Upside-Down Car LoansUpside Down Monkey

Don't monkeys hang upside-down sometimes? I know people do – at least financially. In fact, if you've bought a new car recently, there's a good chance you're upside-down right now.

With a car loan, upside-down means that your owe more on the car than it's worth. This is likely if you took out a loan with a small down payment or a long payback period.

Example:

New Car Cost: $25,000.00

Down Payment: $2,000.00

Annual Interest Rate: 7.50%

Loan Term: 60 months

At the end of one year your car would likely have a wholesale value of around $18,093. But your loan would have a balance of $19,062 You would be 'upside-down' to the tune of $968.

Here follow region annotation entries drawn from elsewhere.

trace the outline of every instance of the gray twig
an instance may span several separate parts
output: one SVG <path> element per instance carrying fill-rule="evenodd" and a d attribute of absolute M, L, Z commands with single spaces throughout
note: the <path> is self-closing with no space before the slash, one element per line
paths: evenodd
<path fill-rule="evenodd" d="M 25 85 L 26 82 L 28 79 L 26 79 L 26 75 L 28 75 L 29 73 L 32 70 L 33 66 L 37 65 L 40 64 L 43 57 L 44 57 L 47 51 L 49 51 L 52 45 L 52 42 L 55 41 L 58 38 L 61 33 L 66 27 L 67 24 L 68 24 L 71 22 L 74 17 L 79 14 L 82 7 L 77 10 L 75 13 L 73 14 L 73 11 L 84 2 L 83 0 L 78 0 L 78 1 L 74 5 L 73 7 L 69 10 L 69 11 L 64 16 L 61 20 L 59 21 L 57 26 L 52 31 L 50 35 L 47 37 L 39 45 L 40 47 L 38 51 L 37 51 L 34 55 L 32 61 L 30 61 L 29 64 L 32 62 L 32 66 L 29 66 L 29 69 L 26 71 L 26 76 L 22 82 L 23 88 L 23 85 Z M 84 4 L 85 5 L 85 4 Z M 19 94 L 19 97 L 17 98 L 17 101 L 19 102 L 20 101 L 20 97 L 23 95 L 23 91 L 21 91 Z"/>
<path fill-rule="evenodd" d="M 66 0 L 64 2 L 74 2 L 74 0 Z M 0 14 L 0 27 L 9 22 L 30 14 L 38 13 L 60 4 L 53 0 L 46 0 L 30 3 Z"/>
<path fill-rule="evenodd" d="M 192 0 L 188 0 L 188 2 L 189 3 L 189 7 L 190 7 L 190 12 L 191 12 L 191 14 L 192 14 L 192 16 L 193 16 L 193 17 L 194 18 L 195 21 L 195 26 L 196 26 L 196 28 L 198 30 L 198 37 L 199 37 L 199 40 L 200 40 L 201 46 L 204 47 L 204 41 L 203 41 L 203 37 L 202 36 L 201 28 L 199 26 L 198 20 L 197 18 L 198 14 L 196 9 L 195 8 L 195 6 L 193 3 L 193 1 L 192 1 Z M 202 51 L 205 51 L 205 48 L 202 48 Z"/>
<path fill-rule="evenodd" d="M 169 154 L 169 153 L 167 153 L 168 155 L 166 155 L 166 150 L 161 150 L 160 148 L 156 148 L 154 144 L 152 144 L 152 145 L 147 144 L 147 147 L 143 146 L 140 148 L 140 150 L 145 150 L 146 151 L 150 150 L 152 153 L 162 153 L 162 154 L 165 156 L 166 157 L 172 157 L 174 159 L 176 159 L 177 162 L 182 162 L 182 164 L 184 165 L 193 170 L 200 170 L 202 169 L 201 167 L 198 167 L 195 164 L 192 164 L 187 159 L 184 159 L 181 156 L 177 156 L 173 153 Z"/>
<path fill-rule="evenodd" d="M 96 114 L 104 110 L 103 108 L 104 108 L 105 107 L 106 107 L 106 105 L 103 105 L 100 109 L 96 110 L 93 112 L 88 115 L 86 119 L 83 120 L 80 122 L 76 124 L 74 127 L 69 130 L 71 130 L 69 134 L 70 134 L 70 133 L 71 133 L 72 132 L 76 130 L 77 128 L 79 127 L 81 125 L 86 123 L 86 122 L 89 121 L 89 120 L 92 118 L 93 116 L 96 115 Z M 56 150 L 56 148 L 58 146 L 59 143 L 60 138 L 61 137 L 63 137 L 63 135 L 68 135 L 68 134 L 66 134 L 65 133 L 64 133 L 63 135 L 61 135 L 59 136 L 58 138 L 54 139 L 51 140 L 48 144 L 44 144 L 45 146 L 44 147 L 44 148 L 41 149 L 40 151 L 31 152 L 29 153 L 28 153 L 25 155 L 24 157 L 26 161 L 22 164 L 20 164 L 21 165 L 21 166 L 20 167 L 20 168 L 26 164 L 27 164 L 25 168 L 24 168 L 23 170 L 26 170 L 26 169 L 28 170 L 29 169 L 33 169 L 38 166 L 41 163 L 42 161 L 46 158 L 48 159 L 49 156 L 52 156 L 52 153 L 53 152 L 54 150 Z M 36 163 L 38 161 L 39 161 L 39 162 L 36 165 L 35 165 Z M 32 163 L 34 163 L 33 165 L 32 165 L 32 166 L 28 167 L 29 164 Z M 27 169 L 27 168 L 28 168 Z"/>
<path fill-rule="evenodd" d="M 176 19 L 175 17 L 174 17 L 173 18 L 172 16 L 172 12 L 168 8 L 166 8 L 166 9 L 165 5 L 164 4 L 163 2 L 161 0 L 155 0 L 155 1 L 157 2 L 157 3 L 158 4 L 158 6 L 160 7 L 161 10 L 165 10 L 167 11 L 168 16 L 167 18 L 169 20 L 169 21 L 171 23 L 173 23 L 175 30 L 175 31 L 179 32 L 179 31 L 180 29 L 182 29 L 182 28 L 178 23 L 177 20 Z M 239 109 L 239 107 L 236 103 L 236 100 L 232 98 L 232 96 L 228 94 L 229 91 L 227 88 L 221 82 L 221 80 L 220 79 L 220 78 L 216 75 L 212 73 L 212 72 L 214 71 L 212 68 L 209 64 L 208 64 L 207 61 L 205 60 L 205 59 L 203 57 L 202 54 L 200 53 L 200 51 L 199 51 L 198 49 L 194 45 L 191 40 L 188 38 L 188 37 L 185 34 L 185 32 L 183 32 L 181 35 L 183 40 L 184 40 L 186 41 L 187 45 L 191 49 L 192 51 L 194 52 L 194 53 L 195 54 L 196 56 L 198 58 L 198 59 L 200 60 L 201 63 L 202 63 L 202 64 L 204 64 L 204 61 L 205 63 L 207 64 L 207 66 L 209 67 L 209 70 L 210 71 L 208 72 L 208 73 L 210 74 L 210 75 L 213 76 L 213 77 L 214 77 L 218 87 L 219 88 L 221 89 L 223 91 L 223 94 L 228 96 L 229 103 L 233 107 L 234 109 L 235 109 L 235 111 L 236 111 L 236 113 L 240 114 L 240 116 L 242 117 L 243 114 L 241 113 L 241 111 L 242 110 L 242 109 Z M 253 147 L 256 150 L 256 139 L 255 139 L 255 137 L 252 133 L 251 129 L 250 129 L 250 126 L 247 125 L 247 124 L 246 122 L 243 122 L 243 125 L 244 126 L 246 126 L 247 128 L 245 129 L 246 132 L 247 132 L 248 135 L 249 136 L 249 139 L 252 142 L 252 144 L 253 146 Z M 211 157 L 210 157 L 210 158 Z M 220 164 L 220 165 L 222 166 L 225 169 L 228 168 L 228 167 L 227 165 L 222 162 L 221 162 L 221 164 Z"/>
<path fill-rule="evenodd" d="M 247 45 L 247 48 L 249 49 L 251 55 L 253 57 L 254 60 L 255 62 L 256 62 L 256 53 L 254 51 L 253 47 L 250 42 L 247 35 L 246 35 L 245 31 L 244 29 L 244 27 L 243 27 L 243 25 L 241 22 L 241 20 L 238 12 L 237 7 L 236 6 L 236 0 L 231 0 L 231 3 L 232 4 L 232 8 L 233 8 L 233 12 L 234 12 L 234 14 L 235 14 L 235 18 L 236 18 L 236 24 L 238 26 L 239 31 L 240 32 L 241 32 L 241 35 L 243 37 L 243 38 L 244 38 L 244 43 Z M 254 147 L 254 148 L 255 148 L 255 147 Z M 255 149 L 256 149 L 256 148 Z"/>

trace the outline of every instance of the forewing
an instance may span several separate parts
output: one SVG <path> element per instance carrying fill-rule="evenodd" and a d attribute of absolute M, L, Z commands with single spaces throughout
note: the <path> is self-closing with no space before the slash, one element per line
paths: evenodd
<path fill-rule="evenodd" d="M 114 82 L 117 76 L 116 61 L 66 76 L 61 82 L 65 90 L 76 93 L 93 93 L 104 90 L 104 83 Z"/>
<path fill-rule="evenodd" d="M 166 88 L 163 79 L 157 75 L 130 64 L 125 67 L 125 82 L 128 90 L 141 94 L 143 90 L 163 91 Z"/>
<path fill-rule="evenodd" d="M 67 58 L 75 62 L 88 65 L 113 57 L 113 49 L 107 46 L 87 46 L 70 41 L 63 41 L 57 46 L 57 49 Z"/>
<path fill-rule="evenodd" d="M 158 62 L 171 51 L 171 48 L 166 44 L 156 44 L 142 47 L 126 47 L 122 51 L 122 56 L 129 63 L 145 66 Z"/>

If you decided to trade in this car you would have to deliver the car to the dealer AND also give the dealer $968! Now the dealer isn't crazy, he's going to hide this. He will do his best to convince you that you are coming out ahead. But I guarantee he will get his $968. Always remember the dealer can prove anything with numbers.

So are you stuck with the car forever? Well actually no. In this example you break even just about at the end of the second year. So at the end of the second year you should be able to trade it in and receive at least some credit towards a new car.

The obvious point here is that you should wait until the car is worth more than the loan balance before trading in.

However, a more important point I'm making is that small down payments or long loan terms are asking for trouble. In the case of car loans, let some other monkey be upside-down. Make a large down payment and keep the term short.